The Court of Appeals said that that was clearly erroneous, but the finding rested upon the uncontested statement of an expert witness that the number of abortions at the seven or eight clinics would have to provide, would have to rise from 14,000 annually to 60,000 or 70,000.
That’s an increase by a factor of five.
And we think it adequately supported that conclusion in the record.
Suppose someone told you that a certain grocery store now serves 200 customers a week, a certain apartment building now provides apartments for 200 families, a certain train station now welcomes 200 trains per day, well it is conceivable that the store or the apartment building or the train station could just as easily provide for five times as many for a thousand customers, families or trains at no significant additional costs crowding or delay, but most of us would find this possibility highly improbable.
Stephen G. Breyer:
In this case, Texas looking outside the record, pointed to one new clinic that is able to serve 9000 women annually, but where we look outside the record which we normally would not do, we would also have to note the construction of that clinic, the largest in the nation seems to have cost $26 million, a fact that militates against not in favor of the ability of the seven or eight clinics to serve a large fraction of Texas women seeking an abortion.

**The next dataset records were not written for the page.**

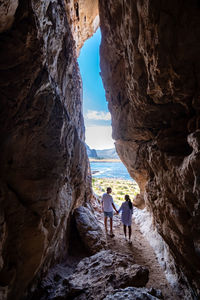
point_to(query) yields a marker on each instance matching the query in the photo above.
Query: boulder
(135, 293)
(90, 232)
(102, 273)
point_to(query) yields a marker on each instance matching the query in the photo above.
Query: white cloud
(98, 115)
(99, 137)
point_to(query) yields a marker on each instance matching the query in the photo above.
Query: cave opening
(106, 167)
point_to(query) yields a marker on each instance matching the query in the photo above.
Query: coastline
(104, 160)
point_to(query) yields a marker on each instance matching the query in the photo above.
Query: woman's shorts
(108, 214)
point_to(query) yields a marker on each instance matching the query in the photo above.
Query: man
(107, 208)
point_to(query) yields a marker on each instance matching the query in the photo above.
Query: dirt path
(142, 253)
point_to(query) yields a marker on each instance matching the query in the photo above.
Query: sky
(95, 109)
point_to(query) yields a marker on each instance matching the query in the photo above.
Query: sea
(109, 170)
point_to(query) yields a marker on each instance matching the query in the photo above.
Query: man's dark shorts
(108, 214)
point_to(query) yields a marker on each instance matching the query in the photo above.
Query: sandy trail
(142, 253)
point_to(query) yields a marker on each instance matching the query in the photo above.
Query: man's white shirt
(107, 200)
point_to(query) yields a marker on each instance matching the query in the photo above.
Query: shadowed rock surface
(150, 69)
(89, 230)
(135, 293)
(96, 276)
(43, 164)
(103, 272)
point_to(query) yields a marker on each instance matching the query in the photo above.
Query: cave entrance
(106, 166)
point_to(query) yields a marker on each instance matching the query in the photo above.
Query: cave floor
(142, 252)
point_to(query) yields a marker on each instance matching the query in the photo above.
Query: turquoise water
(109, 170)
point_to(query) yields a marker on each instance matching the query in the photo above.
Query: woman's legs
(129, 232)
(125, 231)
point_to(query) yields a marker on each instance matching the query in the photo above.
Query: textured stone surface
(83, 16)
(43, 163)
(131, 293)
(103, 272)
(7, 12)
(89, 230)
(150, 68)
(93, 278)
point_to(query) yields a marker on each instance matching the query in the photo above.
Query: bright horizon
(97, 118)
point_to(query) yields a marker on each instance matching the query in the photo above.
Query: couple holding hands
(126, 209)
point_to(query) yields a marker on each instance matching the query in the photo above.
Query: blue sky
(95, 110)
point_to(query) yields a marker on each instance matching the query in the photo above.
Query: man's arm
(115, 208)
(102, 204)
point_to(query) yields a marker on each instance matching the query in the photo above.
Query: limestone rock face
(7, 12)
(90, 232)
(103, 272)
(83, 17)
(150, 69)
(43, 163)
(135, 293)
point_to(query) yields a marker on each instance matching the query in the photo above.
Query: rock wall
(43, 163)
(150, 69)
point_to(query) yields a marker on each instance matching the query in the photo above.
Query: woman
(127, 211)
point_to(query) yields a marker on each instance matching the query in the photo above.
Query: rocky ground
(142, 253)
(102, 267)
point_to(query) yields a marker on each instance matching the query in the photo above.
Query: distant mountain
(91, 152)
(107, 153)
(100, 154)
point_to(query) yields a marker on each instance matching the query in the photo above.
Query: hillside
(102, 154)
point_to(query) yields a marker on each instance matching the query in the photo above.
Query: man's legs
(111, 226)
(105, 223)
(125, 231)
(129, 233)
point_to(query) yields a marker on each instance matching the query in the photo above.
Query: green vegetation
(120, 188)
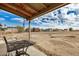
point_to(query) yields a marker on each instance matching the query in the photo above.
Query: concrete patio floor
(32, 51)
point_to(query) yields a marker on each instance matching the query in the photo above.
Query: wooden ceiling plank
(14, 8)
(27, 6)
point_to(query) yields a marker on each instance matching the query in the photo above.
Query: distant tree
(70, 29)
(20, 29)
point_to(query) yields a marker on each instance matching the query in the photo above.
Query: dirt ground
(53, 43)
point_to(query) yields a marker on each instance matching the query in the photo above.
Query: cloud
(2, 19)
(18, 19)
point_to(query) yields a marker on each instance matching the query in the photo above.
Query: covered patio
(29, 11)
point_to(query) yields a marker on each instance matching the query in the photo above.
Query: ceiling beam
(49, 9)
(17, 9)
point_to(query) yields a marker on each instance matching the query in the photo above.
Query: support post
(29, 29)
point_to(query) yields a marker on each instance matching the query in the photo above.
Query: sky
(64, 17)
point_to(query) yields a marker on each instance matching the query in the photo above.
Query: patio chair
(17, 46)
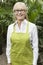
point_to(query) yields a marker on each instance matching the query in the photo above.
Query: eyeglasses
(19, 10)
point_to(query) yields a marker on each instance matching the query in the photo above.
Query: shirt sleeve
(8, 46)
(35, 44)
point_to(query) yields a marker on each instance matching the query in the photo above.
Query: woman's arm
(8, 47)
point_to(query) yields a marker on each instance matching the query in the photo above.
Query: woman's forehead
(19, 5)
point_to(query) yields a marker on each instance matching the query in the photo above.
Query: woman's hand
(9, 64)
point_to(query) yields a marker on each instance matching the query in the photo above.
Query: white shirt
(33, 38)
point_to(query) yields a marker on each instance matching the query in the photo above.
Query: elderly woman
(22, 39)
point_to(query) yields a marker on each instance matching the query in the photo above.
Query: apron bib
(21, 50)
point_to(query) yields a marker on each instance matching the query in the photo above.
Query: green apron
(21, 50)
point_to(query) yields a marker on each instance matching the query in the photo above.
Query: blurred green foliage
(35, 15)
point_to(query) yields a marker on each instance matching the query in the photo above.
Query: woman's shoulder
(32, 25)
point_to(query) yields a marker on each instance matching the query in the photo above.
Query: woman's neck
(19, 22)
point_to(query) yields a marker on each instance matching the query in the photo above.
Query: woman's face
(20, 14)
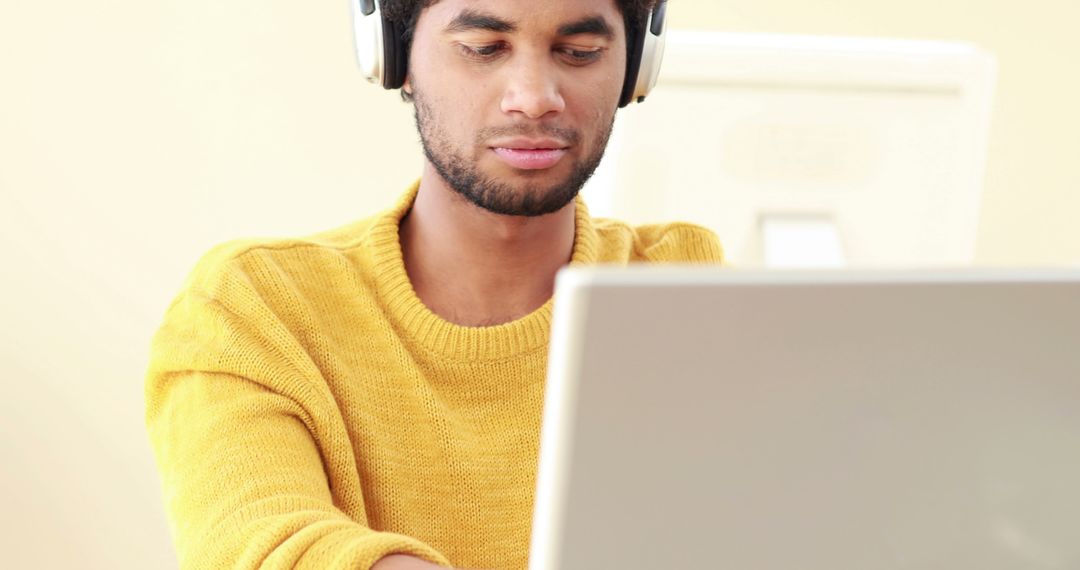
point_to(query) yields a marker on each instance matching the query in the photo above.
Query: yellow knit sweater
(307, 410)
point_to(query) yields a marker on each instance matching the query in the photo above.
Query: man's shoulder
(259, 258)
(673, 243)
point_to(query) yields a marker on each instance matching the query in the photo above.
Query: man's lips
(536, 159)
(530, 153)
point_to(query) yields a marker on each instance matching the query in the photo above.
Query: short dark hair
(634, 12)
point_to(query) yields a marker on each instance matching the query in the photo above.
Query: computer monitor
(809, 151)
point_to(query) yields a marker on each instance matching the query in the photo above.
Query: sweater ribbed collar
(442, 337)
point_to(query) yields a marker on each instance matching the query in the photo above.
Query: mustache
(570, 136)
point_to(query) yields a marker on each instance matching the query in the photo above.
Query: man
(370, 397)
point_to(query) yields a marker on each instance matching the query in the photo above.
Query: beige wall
(134, 135)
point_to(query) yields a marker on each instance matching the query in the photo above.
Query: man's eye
(482, 52)
(582, 56)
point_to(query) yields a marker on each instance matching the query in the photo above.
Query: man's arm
(256, 462)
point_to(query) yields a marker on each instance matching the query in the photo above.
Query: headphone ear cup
(395, 57)
(645, 53)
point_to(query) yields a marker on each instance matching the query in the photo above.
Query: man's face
(515, 98)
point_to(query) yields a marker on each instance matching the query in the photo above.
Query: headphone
(383, 59)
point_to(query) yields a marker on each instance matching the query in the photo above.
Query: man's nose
(532, 89)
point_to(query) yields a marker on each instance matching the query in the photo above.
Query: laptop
(710, 418)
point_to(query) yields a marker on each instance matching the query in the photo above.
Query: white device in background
(809, 151)
(704, 418)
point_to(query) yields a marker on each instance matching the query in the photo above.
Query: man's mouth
(530, 159)
(530, 153)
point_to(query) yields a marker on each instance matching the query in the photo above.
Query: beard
(463, 175)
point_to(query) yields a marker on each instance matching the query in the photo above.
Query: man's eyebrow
(470, 19)
(591, 25)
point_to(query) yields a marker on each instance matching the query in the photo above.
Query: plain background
(135, 135)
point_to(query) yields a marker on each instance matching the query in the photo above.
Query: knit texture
(307, 410)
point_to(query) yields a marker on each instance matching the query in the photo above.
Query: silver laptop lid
(710, 418)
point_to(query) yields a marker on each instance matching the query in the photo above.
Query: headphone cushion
(635, 42)
(395, 58)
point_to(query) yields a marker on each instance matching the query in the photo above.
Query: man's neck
(475, 268)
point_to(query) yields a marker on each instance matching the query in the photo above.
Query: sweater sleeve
(254, 457)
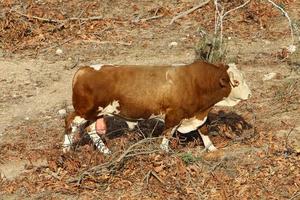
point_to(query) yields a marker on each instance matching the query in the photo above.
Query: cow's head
(239, 88)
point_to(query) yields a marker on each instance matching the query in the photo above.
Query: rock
(269, 76)
(173, 44)
(70, 108)
(58, 51)
(62, 113)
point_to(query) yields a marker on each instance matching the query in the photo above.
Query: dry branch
(151, 18)
(114, 163)
(56, 21)
(188, 11)
(287, 16)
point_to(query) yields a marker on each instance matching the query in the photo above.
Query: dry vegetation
(258, 140)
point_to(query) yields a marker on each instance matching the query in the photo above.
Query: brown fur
(178, 92)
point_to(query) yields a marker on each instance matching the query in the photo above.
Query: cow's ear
(223, 82)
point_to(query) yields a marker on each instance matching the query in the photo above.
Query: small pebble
(173, 44)
(62, 113)
(58, 51)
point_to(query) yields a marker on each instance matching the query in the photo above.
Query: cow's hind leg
(92, 132)
(73, 124)
(206, 141)
(166, 139)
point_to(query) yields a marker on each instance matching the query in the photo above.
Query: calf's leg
(73, 124)
(92, 132)
(206, 141)
(166, 139)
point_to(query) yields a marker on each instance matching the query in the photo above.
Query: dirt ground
(258, 140)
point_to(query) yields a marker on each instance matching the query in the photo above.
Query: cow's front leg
(92, 132)
(206, 141)
(73, 125)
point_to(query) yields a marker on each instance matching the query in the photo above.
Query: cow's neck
(209, 87)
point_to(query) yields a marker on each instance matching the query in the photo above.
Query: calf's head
(239, 88)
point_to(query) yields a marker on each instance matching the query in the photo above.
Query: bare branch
(287, 16)
(182, 14)
(236, 8)
(56, 21)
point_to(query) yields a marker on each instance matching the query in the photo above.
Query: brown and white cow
(181, 96)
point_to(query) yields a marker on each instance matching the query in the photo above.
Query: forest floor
(258, 140)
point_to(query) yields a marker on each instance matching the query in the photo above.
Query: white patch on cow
(178, 64)
(97, 140)
(160, 117)
(78, 120)
(168, 77)
(76, 125)
(131, 125)
(97, 66)
(207, 142)
(239, 92)
(68, 141)
(165, 144)
(188, 125)
(111, 109)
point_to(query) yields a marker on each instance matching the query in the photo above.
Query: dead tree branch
(182, 14)
(287, 16)
(56, 21)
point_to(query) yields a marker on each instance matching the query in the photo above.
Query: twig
(75, 64)
(57, 45)
(107, 42)
(236, 8)
(296, 195)
(182, 14)
(287, 16)
(39, 18)
(155, 175)
(287, 147)
(151, 18)
(58, 21)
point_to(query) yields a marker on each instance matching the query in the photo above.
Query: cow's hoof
(66, 149)
(106, 151)
(211, 148)
(165, 147)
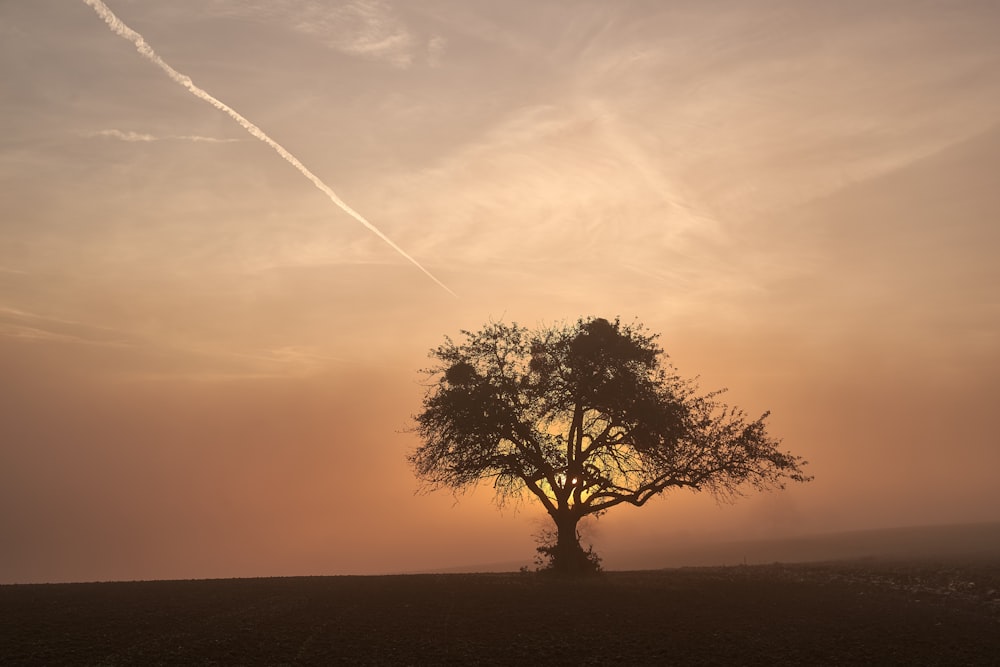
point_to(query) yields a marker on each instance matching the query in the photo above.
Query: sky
(208, 368)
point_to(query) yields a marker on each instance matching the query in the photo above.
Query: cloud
(368, 29)
(140, 137)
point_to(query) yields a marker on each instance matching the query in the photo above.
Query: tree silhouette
(584, 417)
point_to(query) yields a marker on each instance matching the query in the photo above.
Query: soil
(844, 613)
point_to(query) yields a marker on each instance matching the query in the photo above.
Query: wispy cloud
(119, 28)
(369, 29)
(142, 137)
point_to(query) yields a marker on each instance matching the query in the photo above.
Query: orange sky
(208, 368)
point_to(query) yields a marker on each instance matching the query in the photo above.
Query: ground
(860, 612)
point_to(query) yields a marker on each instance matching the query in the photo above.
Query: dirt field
(841, 613)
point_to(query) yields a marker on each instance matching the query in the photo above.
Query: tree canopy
(583, 417)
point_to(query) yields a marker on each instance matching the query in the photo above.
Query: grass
(857, 612)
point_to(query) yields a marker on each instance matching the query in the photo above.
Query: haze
(208, 370)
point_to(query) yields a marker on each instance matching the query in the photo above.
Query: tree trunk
(567, 556)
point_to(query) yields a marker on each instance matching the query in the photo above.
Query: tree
(584, 417)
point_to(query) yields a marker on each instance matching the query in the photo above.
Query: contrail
(122, 30)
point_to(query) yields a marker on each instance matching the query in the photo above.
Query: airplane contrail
(119, 28)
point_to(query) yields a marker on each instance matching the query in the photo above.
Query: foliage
(583, 417)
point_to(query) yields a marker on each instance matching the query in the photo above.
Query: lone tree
(584, 417)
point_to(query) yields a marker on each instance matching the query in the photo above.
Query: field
(857, 612)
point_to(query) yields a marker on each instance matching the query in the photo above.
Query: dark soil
(873, 613)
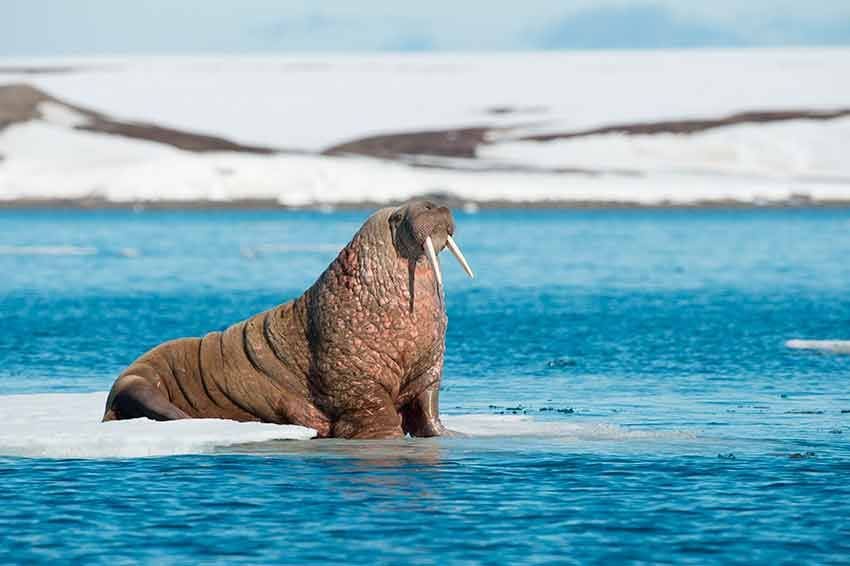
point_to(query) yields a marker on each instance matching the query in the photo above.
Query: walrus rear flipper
(133, 397)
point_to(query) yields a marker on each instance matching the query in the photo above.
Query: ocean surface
(631, 365)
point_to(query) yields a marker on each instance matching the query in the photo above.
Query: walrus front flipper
(133, 397)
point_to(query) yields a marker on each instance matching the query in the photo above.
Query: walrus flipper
(133, 397)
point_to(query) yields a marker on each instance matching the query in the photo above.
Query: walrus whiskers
(455, 249)
(435, 263)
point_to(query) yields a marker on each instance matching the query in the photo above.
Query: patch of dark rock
(504, 110)
(460, 142)
(697, 125)
(20, 103)
(35, 70)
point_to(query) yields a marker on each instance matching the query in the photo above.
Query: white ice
(832, 346)
(67, 425)
(310, 103)
(524, 425)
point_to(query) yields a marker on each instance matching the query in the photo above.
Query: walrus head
(423, 229)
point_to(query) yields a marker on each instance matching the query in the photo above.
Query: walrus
(358, 355)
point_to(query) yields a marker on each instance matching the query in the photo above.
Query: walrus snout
(423, 228)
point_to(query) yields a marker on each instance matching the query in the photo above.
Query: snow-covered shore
(301, 106)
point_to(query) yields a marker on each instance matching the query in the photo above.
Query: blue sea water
(666, 322)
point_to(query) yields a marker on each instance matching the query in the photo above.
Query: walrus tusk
(432, 259)
(450, 242)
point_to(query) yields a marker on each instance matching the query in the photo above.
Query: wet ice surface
(623, 379)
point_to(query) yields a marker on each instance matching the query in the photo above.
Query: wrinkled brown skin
(358, 355)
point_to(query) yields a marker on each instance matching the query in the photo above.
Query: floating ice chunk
(833, 346)
(68, 426)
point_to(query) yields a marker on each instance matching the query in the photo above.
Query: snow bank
(311, 103)
(68, 426)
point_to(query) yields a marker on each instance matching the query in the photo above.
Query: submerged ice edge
(831, 346)
(67, 425)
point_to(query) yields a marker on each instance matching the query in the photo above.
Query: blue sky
(77, 27)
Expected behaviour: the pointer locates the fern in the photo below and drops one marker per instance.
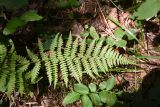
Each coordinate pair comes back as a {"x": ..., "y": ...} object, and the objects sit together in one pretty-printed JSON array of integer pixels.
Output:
[
  {"x": 12, "y": 69},
  {"x": 64, "y": 59},
  {"x": 35, "y": 71},
  {"x": 46, "y": 60},
  {"x": 77, "y": 59}
]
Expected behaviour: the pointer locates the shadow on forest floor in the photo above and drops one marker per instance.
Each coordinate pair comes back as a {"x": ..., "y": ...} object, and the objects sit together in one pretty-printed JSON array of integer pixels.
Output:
[{"x": 148, "y": 94}]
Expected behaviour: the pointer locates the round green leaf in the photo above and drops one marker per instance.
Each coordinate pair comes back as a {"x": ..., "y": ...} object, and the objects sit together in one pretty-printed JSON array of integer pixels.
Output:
[
  {"x": 92, "y": 87},
  {"x": 95, "y": 98},
  {"x": 110, "y": 41},
  {"x": 144, "y": 12},
  {"x": 31, "y": 16},
  {"x": 80, "y": 88},
  {"x": 111, "y": 99},
  {"x": 86, "y": 102},
  {"x": 121, "y": 43},
  {"x": 12, "y": 26},
  {"x": 71, "y": 97}
]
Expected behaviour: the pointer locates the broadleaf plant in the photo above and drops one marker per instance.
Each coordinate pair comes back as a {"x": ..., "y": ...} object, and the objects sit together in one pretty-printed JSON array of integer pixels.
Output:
[
  {"x": 98, "y": 97},
  {"x": 17, "y": 22},
  {"x": 144, "y": 12}
]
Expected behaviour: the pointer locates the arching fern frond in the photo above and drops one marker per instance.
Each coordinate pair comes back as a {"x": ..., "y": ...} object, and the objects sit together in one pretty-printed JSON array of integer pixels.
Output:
[
  {"x": 47, "y": 63},
  {"x": 37, "y": 65},
  {"x": 75, "y": 59}
]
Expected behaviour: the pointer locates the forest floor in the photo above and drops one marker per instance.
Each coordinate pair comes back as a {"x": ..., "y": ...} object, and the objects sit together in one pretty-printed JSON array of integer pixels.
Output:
[{"x": 140, "y": 85}]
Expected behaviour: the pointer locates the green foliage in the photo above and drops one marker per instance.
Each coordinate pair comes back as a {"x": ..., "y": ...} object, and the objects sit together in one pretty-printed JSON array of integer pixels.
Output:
[
  {"x": 94, "y": 97},
  {"x": 13, "y": 69},
  {"x": 64, "y": 4},
  {"x": 148, "y": 9},
  {"x": 74, "y": 60},
  {"x": 71, "y": 97},
  {"x": 77, "y": 60},
  {"x": 13, "y": 4},
  {"x": 17, "y": 22}
]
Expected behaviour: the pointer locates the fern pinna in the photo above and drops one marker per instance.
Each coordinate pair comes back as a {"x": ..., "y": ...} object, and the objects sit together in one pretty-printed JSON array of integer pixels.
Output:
[
  {"x": 13, "y": 69},
  {"x": 75, "y": 59}
]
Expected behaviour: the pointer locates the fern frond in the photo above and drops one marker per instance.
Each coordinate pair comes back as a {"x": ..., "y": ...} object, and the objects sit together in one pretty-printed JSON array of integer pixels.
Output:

The upshot is that we find adequate legal support for the district court’s finding that the surgical center requirement like the admitting privileges requirement provides few if any health benefits for women, poses a substantial obstacle to women seeking abortions and constitutes an undue burden on a woman’s constitutional right to do so.
Sixth, finally Texas argued here that in any event we should not hold the two provisions of Texas Law unconstitutional on their face i.e. across-the-board, because of the statute’s Severability Clause.
Rather the court should proceed clinic by clinic examining each application of the provisions to see whether they impose an undue burden as applied in each particular case.
In our view, however, the Severability Clause does not compel us to proceed clinic by clinic.
We have determined that the provisions are facially unconstitutional based on the undue burden they impose on the large fraction of women they affect, having reached that conclusion, proceeding application by application would impose enormous cost both on courts and on the litigants.
It would also allow legislatures to insulate statutes from facial review.
We consequently reject that approach.
We elaborate further on these and other matters in our opinion.
For the reason stated, and those contained in our opinion, we hold that the provisions of Texas Law; the admitting privileges requirement and the surgical center requirement are unconstitutional and we reverse the Fifth Circuit’s determination to the contrary.
Justice Ginsburg has filed a concurring opinion.
Justice Thomas has filed a dissenting opinion, and Justice Alito has also filed a dissenting opinion, which the Chief Justice and Justice Thomas join.